Ethereum also famously published its whitepaper first in two languages: English initially, and then Chinese.
Finally, and somewhat off-topic, Nerayoff makes yet another assertion: Vitalik Buterin could have shorted Ethereum at some point.
Awaiting evidence from Steven Nerayoff, TruthLabs
In summary, Nerayoff and TruthLabs’ allegations are seemingly impossible to ignore. However, it’s important to remember that they are just that: allegations.
Nerayoff claims to be releasing another round of evidence today or tomorrow and intends to fight for his intellectual property rights in court.

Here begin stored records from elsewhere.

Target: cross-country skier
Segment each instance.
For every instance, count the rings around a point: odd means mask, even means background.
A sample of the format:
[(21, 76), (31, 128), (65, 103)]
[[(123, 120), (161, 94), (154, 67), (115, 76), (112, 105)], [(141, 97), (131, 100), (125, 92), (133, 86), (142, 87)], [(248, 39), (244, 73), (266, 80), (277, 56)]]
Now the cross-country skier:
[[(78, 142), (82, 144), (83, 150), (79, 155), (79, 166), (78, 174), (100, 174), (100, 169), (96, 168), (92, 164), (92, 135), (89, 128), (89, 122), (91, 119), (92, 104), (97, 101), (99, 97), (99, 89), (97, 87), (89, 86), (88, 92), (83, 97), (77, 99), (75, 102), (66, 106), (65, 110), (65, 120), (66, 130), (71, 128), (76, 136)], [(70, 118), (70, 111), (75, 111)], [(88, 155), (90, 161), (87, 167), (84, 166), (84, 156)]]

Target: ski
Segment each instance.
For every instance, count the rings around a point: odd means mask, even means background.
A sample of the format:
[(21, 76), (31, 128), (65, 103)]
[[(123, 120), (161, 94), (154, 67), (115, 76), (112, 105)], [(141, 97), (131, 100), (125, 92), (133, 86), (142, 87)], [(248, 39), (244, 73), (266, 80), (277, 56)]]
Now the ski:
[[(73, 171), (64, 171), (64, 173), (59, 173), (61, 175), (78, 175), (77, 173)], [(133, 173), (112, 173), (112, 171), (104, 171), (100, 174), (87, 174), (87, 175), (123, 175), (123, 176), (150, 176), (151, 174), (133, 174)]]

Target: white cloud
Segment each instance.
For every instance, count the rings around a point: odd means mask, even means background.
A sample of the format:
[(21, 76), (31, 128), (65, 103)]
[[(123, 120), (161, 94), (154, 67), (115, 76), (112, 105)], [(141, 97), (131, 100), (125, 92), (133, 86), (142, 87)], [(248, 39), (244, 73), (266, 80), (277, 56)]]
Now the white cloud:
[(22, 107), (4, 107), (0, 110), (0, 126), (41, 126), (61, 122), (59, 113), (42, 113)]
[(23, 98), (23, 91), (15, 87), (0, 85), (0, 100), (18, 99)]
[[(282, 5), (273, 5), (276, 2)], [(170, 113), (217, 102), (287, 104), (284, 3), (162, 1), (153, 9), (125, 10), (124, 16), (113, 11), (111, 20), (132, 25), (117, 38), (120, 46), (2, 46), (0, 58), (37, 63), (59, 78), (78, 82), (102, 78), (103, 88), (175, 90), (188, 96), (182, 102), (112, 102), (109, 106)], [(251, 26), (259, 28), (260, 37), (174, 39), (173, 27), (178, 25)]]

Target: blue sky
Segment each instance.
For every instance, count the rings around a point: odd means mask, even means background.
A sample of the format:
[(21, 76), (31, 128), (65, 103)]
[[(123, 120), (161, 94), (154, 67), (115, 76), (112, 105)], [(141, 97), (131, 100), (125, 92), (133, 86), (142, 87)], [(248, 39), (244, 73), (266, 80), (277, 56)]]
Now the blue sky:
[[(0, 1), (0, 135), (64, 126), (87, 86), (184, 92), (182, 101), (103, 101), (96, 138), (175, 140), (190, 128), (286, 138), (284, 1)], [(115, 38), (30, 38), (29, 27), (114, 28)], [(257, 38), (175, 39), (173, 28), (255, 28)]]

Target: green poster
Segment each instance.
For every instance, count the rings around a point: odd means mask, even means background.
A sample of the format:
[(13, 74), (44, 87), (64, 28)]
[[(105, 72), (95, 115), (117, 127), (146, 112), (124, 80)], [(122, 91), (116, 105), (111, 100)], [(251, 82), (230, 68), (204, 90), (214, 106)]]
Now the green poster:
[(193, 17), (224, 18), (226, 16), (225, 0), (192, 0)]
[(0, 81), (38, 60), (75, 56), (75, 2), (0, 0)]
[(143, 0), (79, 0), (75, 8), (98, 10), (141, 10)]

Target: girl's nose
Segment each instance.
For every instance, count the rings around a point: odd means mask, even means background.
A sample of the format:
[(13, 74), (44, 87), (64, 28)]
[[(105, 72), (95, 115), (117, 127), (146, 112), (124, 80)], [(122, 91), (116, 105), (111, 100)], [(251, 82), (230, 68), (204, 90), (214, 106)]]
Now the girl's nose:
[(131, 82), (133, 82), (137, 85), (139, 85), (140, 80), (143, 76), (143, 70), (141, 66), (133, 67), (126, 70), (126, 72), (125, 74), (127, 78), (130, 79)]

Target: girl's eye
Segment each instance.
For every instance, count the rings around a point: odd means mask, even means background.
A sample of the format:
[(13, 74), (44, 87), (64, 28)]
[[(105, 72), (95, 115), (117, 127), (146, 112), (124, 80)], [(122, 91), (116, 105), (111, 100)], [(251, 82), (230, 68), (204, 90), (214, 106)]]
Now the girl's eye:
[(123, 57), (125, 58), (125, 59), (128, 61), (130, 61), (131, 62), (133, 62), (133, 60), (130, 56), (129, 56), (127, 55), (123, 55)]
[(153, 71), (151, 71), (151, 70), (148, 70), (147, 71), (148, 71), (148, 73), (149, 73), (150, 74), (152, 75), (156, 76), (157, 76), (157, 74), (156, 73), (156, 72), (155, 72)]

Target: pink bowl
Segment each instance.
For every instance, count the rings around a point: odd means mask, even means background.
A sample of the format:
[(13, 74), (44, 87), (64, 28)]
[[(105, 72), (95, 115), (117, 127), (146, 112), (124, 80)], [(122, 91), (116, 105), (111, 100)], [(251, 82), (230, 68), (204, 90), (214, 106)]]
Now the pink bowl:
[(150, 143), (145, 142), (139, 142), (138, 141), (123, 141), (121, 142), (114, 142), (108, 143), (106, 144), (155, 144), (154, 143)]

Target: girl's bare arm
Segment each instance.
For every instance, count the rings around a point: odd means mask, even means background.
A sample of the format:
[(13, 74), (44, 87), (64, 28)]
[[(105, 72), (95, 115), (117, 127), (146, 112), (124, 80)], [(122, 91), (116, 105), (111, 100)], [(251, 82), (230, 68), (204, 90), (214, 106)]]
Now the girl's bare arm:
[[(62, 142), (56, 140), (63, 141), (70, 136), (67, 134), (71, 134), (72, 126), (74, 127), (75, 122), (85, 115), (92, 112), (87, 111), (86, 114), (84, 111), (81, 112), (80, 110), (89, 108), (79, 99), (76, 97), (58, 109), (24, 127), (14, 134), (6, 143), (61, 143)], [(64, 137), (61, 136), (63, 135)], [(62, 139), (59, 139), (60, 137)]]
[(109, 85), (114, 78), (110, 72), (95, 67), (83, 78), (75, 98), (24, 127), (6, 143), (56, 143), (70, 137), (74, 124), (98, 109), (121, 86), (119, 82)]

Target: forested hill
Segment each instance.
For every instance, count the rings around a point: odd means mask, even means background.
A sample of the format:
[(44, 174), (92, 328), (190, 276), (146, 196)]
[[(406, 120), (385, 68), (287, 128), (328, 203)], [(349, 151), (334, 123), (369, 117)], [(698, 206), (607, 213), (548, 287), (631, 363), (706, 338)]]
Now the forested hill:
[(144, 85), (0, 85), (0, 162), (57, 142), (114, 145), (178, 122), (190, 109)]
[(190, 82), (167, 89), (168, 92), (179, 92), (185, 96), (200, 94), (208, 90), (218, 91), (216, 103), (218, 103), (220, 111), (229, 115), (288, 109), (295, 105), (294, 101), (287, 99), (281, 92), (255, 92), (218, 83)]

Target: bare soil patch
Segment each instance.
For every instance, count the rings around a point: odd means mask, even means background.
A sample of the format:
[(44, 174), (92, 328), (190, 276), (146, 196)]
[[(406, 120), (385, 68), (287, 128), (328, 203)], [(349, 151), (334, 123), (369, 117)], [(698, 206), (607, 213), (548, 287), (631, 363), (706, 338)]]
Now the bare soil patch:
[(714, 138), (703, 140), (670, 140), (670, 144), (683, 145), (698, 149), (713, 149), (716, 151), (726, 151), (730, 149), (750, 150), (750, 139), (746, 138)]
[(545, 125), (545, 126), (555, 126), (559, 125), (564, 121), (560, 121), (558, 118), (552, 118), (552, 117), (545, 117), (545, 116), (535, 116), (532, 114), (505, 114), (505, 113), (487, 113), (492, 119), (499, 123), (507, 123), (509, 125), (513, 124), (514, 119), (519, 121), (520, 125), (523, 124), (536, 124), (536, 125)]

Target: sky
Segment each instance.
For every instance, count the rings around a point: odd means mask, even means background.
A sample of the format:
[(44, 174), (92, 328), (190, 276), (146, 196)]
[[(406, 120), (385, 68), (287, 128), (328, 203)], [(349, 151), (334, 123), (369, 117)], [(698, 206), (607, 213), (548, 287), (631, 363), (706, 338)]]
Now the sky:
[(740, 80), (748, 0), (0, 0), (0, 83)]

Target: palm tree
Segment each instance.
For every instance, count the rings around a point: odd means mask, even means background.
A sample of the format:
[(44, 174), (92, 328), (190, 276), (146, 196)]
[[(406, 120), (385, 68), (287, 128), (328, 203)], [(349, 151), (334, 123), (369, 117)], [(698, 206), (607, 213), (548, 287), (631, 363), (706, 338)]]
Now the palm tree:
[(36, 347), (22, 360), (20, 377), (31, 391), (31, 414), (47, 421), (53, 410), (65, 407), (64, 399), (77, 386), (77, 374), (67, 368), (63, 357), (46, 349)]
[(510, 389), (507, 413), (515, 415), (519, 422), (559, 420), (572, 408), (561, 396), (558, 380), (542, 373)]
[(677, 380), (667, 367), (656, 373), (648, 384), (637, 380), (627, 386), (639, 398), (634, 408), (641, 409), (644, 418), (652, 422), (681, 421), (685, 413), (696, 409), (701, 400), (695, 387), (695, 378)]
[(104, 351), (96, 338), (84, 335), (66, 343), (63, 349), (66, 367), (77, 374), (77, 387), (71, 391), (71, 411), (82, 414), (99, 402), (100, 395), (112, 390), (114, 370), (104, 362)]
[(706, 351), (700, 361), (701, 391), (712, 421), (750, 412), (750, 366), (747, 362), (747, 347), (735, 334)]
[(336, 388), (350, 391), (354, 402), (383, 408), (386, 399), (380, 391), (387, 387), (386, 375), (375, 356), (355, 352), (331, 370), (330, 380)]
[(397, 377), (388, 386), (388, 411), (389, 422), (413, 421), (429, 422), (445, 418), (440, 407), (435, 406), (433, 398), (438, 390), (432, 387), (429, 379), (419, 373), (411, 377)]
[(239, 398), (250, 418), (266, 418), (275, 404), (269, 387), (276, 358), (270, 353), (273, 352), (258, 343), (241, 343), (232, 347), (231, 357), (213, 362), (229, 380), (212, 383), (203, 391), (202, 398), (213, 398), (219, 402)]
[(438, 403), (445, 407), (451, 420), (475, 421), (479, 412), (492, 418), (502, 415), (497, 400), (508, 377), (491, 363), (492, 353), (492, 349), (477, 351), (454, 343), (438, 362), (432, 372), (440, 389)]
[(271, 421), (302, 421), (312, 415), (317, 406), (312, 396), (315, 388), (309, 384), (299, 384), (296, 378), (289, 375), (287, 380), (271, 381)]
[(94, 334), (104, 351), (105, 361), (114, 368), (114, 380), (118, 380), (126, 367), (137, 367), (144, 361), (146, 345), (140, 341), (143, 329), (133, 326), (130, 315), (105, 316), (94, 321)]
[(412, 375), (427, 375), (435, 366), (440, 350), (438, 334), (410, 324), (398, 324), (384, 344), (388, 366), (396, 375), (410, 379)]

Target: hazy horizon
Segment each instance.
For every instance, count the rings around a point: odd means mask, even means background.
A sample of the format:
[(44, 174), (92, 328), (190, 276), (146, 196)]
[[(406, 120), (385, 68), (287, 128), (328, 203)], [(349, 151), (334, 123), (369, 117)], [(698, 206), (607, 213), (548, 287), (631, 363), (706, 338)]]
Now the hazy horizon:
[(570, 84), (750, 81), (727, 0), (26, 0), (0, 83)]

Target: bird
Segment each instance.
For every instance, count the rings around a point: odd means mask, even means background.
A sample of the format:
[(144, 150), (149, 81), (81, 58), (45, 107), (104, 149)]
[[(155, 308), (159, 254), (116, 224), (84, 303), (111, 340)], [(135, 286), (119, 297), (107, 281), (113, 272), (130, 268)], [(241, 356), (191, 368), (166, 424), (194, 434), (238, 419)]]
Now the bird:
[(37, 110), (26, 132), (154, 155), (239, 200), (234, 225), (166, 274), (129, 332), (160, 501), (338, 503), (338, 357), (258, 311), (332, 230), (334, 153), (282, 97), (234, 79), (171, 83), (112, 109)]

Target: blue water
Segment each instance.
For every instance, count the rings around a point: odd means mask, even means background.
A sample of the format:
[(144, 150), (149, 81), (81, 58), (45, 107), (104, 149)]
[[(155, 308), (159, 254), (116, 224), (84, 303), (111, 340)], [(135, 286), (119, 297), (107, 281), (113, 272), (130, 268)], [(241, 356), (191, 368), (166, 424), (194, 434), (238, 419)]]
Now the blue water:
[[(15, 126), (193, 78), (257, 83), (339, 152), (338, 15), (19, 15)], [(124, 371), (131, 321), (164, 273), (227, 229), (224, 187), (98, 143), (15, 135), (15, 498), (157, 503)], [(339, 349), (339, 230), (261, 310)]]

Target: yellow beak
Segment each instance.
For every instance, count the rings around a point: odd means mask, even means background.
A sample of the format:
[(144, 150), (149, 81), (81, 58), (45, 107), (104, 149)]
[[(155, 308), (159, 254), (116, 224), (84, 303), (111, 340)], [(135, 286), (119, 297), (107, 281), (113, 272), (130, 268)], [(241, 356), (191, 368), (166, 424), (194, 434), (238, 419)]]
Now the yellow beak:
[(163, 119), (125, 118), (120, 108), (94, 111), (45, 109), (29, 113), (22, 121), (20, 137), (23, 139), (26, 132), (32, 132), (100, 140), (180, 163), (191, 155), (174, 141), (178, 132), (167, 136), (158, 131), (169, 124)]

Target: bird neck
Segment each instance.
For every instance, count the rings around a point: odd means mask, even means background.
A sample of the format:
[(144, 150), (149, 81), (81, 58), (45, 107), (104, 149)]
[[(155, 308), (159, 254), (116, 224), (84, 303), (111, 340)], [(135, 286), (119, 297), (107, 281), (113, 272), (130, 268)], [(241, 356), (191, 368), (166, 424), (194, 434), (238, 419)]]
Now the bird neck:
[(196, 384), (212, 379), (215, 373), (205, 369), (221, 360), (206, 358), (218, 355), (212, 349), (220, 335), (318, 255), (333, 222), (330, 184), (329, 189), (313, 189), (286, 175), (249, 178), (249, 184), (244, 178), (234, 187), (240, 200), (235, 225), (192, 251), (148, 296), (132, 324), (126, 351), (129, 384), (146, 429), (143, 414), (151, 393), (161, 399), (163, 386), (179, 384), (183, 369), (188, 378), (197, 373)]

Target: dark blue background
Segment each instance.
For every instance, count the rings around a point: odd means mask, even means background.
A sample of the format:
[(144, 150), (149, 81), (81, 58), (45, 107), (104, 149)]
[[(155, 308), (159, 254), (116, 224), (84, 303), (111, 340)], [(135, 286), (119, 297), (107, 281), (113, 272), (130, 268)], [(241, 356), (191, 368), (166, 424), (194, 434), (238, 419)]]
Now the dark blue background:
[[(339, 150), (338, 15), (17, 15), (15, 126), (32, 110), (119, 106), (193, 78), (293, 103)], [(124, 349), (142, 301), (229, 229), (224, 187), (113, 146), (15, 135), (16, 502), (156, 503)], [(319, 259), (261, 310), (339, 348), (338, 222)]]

Ethereum initially wanted to build a decentralized digital asset ecosystem. Much of its initial marketing billed it as a “world computer” that could be used for blockchain applications like smart contracts. However, since inception, Ethereum has maintained strong ties to Chinese executives with curious motivations.
Both Nerayoff and TruthLabs claim to be interested in publicizing their version of the truth about Ethereum’s origins and initial motivations. Many observers have been and will continue to await their allegedly irrefutable evidence.